INSIGHT225

株式運用と日経平均先物の活用

【気になる株】農業は人。人材不足の解消はICTとIoT

農業へのICTとIoTの活用はこれから、必ず発展する分野である。

今のところはまだ市場がざわつくほどの技術革新も需要もないが、少子高齢化による人手不足とそれ以上に深刻な課題も出てきているから、少しは前倒しになりそうだ。

ポイントはこの2つ。

・人口減少

・食料自給率

・気象変動

 

少子高齢化を伴う人口減少社会の到来により、農業の担い手の減少もさることながら、食料自給率の向上は従来からの課題であり、休閑農地を有効活用していくことも今後は真面目に考えていかなければならない。


さらに、気象変動も重要なキーワードに格上げされる。
農業と気象変動と言えば、台風や豪雨等の災害対応ばかりが目についていたが、これからは変動する気候への適応策にも積極的に取り組んでいかなければならない。

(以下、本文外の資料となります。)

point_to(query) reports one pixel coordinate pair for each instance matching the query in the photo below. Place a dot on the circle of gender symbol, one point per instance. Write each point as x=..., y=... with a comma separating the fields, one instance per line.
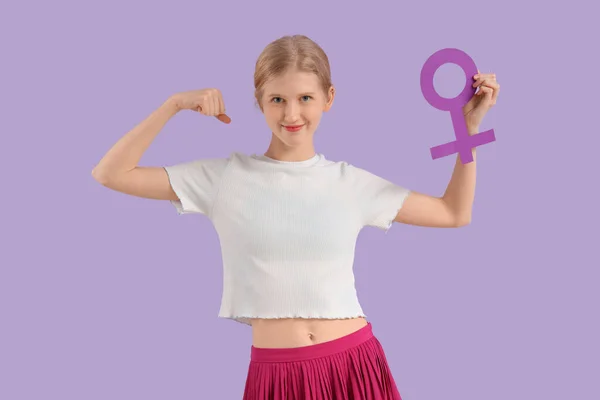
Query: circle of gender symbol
x=464, y=142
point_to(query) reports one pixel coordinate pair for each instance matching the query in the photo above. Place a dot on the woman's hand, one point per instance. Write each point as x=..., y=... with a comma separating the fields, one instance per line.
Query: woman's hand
x=482, y=101
x=206, y=101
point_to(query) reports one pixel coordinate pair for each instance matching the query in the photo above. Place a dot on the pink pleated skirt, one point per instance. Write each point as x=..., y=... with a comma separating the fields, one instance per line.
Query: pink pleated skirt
x=352, y=367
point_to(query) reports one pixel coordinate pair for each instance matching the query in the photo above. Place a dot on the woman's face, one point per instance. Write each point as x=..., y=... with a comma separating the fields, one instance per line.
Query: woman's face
x=293, y=104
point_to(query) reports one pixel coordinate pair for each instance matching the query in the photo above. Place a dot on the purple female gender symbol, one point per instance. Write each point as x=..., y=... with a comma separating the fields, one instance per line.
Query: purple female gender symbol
x=463, y=143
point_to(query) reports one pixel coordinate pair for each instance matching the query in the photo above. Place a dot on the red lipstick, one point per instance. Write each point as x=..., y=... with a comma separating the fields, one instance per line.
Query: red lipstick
x=293, y=128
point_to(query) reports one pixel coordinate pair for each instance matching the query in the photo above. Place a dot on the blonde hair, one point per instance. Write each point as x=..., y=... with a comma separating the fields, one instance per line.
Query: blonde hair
x=287, y=53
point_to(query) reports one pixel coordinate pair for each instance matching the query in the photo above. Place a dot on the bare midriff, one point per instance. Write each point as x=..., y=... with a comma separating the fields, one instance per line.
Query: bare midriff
x=296, y=332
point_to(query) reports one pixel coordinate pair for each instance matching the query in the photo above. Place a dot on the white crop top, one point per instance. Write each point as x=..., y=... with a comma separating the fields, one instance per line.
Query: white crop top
x=287, y=230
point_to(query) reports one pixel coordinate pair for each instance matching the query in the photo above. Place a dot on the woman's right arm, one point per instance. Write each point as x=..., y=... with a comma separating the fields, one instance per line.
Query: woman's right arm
x=119, y=169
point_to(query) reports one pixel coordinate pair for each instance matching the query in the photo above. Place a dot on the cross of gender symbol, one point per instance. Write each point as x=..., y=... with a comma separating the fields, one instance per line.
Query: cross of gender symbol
x=463, y=143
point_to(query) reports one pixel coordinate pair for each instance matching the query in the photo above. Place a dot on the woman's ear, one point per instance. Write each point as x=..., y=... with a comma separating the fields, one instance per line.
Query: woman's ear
x=331, y=96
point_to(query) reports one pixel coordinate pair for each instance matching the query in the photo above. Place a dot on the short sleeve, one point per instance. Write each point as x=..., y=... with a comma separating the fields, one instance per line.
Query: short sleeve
x=378, y=199
x=196, y=184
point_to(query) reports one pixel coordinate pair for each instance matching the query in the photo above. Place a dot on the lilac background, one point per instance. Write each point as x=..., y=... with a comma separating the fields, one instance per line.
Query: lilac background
x=105, y=296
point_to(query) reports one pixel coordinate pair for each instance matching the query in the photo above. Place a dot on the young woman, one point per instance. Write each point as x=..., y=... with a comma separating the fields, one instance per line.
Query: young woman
x=288, y=221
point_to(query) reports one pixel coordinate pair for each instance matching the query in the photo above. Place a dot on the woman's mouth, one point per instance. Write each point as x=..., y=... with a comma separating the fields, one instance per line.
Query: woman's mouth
x=293, y=128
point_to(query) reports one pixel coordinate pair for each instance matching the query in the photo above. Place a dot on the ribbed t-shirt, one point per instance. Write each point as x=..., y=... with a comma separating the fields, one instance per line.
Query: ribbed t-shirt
x=287, y=230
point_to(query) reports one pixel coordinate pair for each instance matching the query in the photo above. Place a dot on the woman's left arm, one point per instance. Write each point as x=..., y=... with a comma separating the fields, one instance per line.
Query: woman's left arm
x=454, y=208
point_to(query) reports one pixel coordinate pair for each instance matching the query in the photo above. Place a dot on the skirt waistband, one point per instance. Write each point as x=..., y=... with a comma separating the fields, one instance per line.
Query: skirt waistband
x=313, y=351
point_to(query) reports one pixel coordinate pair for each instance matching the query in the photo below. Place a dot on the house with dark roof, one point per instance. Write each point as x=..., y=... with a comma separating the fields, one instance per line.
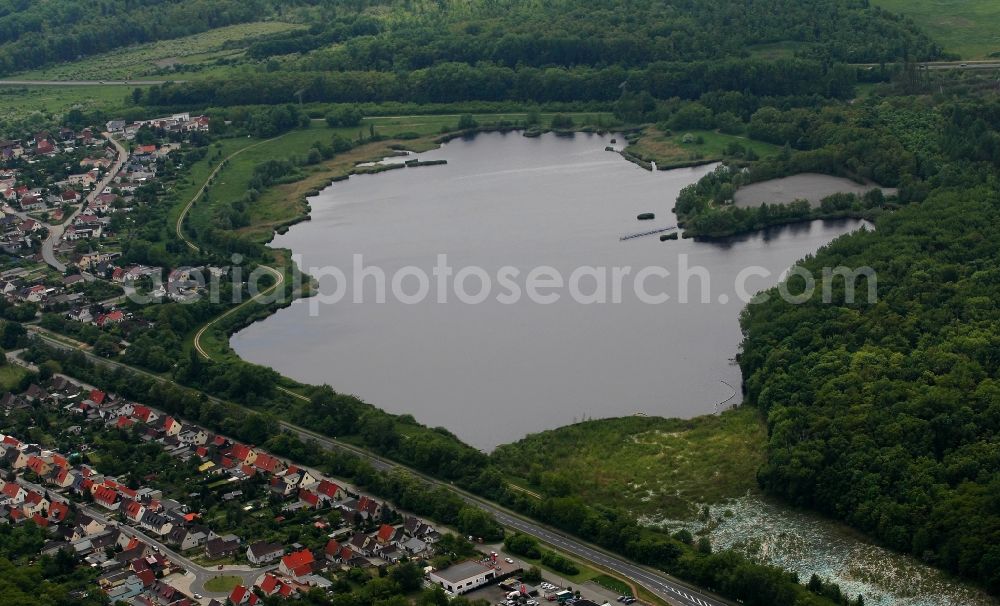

これまでの農作の基礎条件であった天候自体が変わりつつあるためだ。

ゆえに、重要なのは日頃の品質管理である。
特に、温度や日照の管理はとても重要だ。
日照はその時間だけでなく、その強度も大きな影響を及ぼす。
雨天や曇りの日が例年と比較して大きく変動したり、そもそも、エルニーニョ現象やラニーニャ現象の影響で、毎年大きく変わるようになるかもしれない。
さらに、温度が例年に比べて高い等の降雨量も問題である。
多雨は適切に管理しなければ根腐れを及ぼすし、少雨時の灌水管理も重要である。
少ない水で、以下に配るかが重要である。

もた、その天候の傾向が顕著に変わってきて、収穫量や質に大きな影響が表れ始める前に、品種の変更なども考慮して検討する必要があると思われる。
余談になるかもしれないが、世界に散らばる著名なワインの産地、それらの共通点の一つとして、気候が安定していることもある。土壌のミネラル分がどうのと言う話もあるが、それを供給しているのは、雨であり、山から涵養された地下水である。これで、安定した品質を供給できたのだ。

 

日本の場合は細い島国であるから、大気の循環の影響を受けやすく、全土的に明らかに気候が不安定になるので、これらの管理にICTを積極的に取り入れて、リスクを排除していくことは重要である。

 

また、これまで経験的な知見に頼ってきた農業生産を明文化した知見に変えていくことにより、経験が少なくとも農業が仕事になるようになる。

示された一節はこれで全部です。